I have practiced yoga for many years now. Recently, I have seen things on social media stating that “real Christians” don’t do yoga and it really bothered me, so I felt compelled to investigate things further. I understand that my journey with the Lord always has room for new understanding and improvement, so I was definitely willing to listen and research further what I was hearing. As I dug deeper, listened to the videos and looked up referenced scriptures, I was still not convicted in my heart that my going to yoga class a couple of times a week was somehow sinful. So, I prayed about it. I would like to share with you where I landed on the subject.

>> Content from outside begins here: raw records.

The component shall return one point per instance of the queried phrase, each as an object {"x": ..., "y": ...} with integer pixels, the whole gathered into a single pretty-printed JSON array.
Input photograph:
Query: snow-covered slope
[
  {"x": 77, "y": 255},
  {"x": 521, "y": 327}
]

In this sin soaked world, anything can be misused, distorted or perverted. I now understand that not all yoga is created equal. Just as with anything in life, I allow my internal connection to the Lord and good old fashioned common sense lead my decisions. Personally, I have never been in a yoga class where chanting or “emptying of the mind” is happening. If I felt that the class was headed in a way that was uncomfortable to my spirit or would jeopardize my relationship with God, I would quietly and respectfully get up, gather my things and leave.


However, the classes I have chosen are about calming the mind to the internal chatter that can cause anxiety by intentionally returning to the breath, stretching and recovering with a well deserved time out from the hustle and bustle of life. During class, we are gently reminded to come back to our center and just breathe. We are reminded to not strive, but to tune into our bodies and honor what we can and cannot do. We are reminded to be gentle with ourselves physically and mentally.


Have you ever noticed in times of stress that your shoulders are shrugged way up by your ears and your breath is more shallow? I have found yoga counters that. As a runner, I feel that going to yoga classes have helped give my body time to stretch and recover. Yoga has also taught me the art of intentional breathing. Training the body to breathe, stand up straight and stretch when you are tense has been a real game changer for my body.


I have also specifically looked at my home studio and made sure that it does not have any idols or pictures of false gods anywhere in the building. There is a picture of a huge tree on the wall with words of encouragement on the leaves. (picture attached) I feel grounded, calm and safe in the space I have chosen as my home studio.


At the end of class, as we are given quiet time to relax and unwind, I pray. I thank the Lord for giving my body the ability to move and stretch and breathe. I spend time with the Lord literally counting my blessings. This uninterrupted time in prayer is precious to me.


I have made a personal choice that at the end of class when others bow and say “Namaste,” I simply say, “Thank you Jesus.” I choose not to bow because what is in front of me is another person and I do not bow to people, only the Lord. But again, that is simply a personal choice. I do not judge the choice of others around me and no one has ever judged or condemned me for not bowing. A yoga practice is a very personal practice. Personal space and choices are respected.


During my research, I noticed many Christians feeling very strongly about their aversion to yoga that felt extremely aggressive and even judgmental. I would give caution that as with all things in our lives, we would pray for others to have wisdom and discernment and then release it to our loving God for Him to direct the Holy Spirit to minister to them and their choice to yoga or not to yoga.


I will continue to listen to the direction of the Lord. I am open to gentle discussion and reasoning as well as deeper understanding of the word of God. At this time however, I do not feel that I am sinning against the Lord in any of my exercise or stretching decisions. I hope any conversation this evokes remains “seasoned with salt” and full of grace and kindness as directed by the Lord. (Colossians 4:6) As Christians we are called to be “iron sharpening iron” but must remember that all things said or done must be done with love and compassion. (Proverbs 27:17)


At the very least, I hope this post gives you a better understanding of what really happens behind the yoga doors.